IN ANTEPRIMA AL MUGELLO - La GSX-R1000R Texas Edition è stata svelata nella giornata di venerdì 31 maggio in occasione del Gran Premio d’Italia del Mugello nell’hospitality Suzuki. Tra l’altro quello italiano è stato un altro grande weekend per Rins, che ha conquistato un ottimo quarto posto, a meno di due decimi dal podio, e la terza posizione in classifica iridata.

Il pilota spagnolo è rimasto entusiasta della moto a lui dedicata e l’ha voluta subito autografare, prima che venisse esposta al pubblico.

La GSX-R1000R Texas Edition sarà ora tra le attrazioni del meeting europeo delle GSX-R in programma a Zolder nel fine settimana del 21-23 giugno. Dopo il raduno belga la moto farà ritorno in Italia e sarà di nuovo protagonista in occasione del Gran Premio di San Marino e della Riviera di Rimini, in calendario per il 15 settembre a Misano Adriatico.

I COLORI DELLA VITTORIA – La one-off celebrativa è una GSX-R1000R Texas Edition, caratterizzata da una livrea personalizzata, che unisce i colori della GSX-RR ufficiale #42 di Rins alla bandiera del Texas, teatro della storica affermazione. A completare l’allestimento c’è poi una serie di accessori che sottolineano lo stretto legame esistente tra la GSX-R1000R stradale e la GSX-RR impegnata in MotoGP. La Texas Edition sfoggia dunque la copertura per la sella del passeggero che trasforma il codino in monoposto, il cupolino racing fumé e un silenziatore slip on Akrapovic GP in titanio, che rende la linea più filante e assicura un sensibile risparmio di peso, oltre a un sound mozzafiato.

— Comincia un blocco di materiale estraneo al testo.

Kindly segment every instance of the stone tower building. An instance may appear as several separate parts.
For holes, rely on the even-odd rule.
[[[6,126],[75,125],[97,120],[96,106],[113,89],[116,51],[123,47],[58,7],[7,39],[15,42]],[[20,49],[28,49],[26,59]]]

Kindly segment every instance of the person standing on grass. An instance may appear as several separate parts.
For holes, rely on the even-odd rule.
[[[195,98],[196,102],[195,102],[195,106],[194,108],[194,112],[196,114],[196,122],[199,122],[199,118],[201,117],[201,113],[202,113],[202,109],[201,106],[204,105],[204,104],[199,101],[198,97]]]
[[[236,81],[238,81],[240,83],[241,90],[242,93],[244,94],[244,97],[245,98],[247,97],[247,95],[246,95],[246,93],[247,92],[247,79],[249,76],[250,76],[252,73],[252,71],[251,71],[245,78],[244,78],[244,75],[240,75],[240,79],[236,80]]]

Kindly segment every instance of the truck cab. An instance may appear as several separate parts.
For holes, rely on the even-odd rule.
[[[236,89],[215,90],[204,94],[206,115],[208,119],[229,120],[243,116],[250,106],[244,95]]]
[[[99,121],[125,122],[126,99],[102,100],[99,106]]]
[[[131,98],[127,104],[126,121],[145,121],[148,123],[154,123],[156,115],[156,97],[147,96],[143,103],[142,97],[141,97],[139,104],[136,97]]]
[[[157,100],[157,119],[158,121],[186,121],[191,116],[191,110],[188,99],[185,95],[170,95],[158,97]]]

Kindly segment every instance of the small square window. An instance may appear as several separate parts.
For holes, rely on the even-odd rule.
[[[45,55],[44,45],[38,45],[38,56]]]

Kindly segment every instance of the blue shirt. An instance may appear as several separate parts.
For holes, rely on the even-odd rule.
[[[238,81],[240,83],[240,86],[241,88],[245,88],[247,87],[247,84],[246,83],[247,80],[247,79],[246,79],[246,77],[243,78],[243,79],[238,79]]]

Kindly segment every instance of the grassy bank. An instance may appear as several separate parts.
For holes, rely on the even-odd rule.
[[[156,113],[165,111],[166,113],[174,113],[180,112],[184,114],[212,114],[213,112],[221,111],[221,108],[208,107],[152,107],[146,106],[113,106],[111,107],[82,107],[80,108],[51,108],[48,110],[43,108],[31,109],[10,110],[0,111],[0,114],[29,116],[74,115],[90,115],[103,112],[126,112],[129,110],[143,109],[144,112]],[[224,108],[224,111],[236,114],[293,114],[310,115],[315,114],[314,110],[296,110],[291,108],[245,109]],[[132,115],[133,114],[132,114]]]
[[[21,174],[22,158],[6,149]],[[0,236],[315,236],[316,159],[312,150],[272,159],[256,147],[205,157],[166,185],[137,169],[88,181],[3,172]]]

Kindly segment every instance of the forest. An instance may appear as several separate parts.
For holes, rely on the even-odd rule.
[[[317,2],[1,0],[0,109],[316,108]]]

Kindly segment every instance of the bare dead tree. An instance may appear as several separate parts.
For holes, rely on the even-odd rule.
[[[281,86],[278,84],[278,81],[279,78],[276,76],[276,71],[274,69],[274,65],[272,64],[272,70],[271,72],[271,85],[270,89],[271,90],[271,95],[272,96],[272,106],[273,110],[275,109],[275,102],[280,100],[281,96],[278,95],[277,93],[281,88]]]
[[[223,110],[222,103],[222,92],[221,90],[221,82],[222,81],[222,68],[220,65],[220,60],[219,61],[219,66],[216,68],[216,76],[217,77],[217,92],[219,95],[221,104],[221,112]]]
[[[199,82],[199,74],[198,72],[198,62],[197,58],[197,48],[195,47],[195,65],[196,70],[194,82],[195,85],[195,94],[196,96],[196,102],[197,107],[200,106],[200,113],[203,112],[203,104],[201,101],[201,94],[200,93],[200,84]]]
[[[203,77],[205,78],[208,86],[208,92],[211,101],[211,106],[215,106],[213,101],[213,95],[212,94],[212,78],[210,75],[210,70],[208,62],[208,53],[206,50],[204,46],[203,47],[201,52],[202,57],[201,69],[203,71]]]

SU PISTA E INN STRADA - I paddock e le piste costituiscono l’habitat naturale della GSX-R1000R e di tutta la stirpe delle GSX-R, nel cui albo d’oro figurano 12 titoli mondiali Endurance, 10 trionfi nel Campionato AMA Superbike e numerosi successi alla 24 Ore di Le Mans e al Bol d’Or.

Se la Suzuki GSX-R1000 è vincente tra i cordoli, la stessa efficacia emerge anche nell’uso stradale. Il guidatore può sempre scegliere tra tre modalità di guida e regolare di conseguenza la risposta del quattro cilindri Euro 4 da 202 cavalli e 117,6 Nm alle rotazioni dell’acceleratore ride-by-wire. Quest’ultimo dialoga anche con il Motion Track TCS (Traction Control System), regolabile su 10 livelli e gestito dalla centralina ECU in funzione dei dati registrati dalla piattaforma inerziale, la quale registra i movimenti della moto sulle sei direzioni dei tre assi spaziali.

L’ABS è di serie e sulla GSX-R1000R dispone pure della funzione cornering, che modula la frenata tenendo conto dell’eventuale inclinazione in curva.

Le sospensioni sono Showa, con una forcella BPF sulla GSX-R1000 e una invece BFF con piastra superiore alleggerita sulla 1000R. Questa versione è equipaggiata infine anche con il Launch Control, che aiuta a eseguire partenze fulminee con la complicità del cambio con Quick Shift bidirezionale.